I was reading the Even Easier Introduction to CUDA, and I was thinking about examples like this:
__global__
void add(int n, float *x, float *y)
{
int index = threadIdx.x;
int stride = blockDim.x;
for (int i = index; i < n; i += stride)
y[i] = x[i] + y[i];
}
In which each thread strides through the array. In normal CPU computing, one would rather split the array into contiguous sub-arrays that are splitted among the threads, so that they can each better exploit spatial locality.
Does this concept apply to CUDA's unified memory as well? I would like to understand what the most efficient approach would be in such a situation.

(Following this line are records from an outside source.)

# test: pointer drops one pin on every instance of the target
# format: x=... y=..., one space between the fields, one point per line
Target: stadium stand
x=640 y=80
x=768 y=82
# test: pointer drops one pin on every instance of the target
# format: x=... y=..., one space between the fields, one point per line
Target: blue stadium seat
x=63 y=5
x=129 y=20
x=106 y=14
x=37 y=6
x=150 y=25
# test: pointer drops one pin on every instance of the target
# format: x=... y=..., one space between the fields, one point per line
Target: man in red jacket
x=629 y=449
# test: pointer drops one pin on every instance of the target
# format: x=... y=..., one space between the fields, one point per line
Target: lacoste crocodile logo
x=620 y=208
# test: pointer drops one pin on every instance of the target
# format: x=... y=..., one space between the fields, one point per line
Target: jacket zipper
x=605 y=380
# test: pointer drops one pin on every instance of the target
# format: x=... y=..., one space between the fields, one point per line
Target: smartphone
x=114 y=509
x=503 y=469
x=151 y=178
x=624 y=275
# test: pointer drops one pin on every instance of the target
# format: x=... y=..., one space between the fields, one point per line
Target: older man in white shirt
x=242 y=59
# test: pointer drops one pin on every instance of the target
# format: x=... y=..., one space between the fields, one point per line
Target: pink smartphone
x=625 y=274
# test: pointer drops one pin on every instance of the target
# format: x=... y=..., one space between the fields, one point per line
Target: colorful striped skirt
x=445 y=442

The reason a grid-stride loop is beneficial for memory access is that it promotes "coalesced" access to global memory. In a nutshell, coalesced access means that adjacent threads in the warp are accessing adjacent locations in memory, on any given read or write cycle/operation, considered warp-wide.
The grid-stride loop arranges the indices across the warp to promote this pattern.

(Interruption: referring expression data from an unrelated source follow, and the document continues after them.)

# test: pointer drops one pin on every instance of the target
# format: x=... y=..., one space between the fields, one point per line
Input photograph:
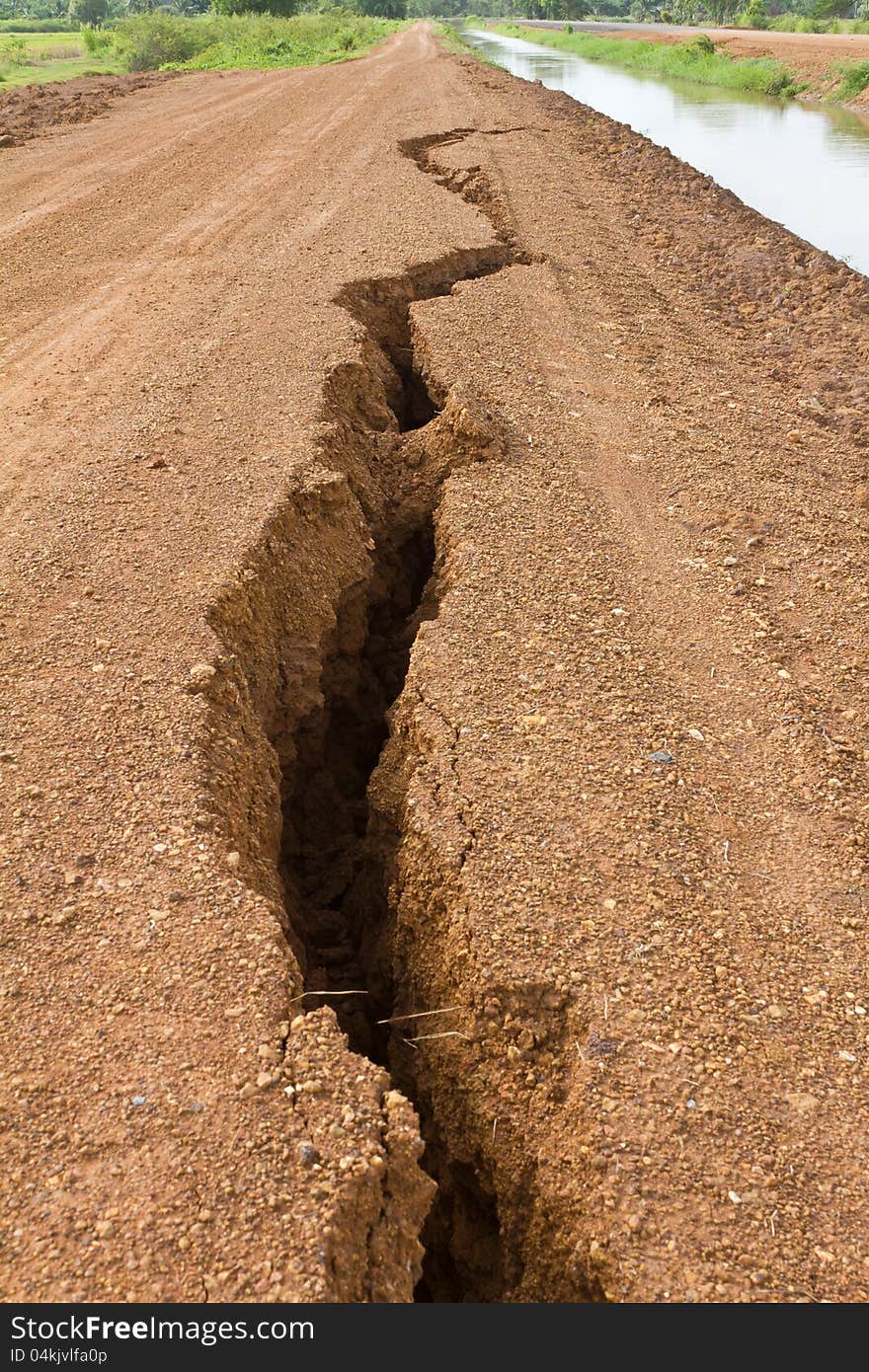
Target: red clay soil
x=28 y=112
x=812 y=56
x=407 y=380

This is orthogonal to whether the memory was allocated with an "ordinary" device allocator (e.g.
cudaMalloc
) or a "unified" allocator (e.g.cudaMallocManaged
). In either case, the best way for device code to access such an allocation is using coalesced access.You didn't ask about it, but CUDA shared memory also has one of its "optimal access patterns" consisting of adjacent threads in the warp accessing adjacent locations in (shared) memory.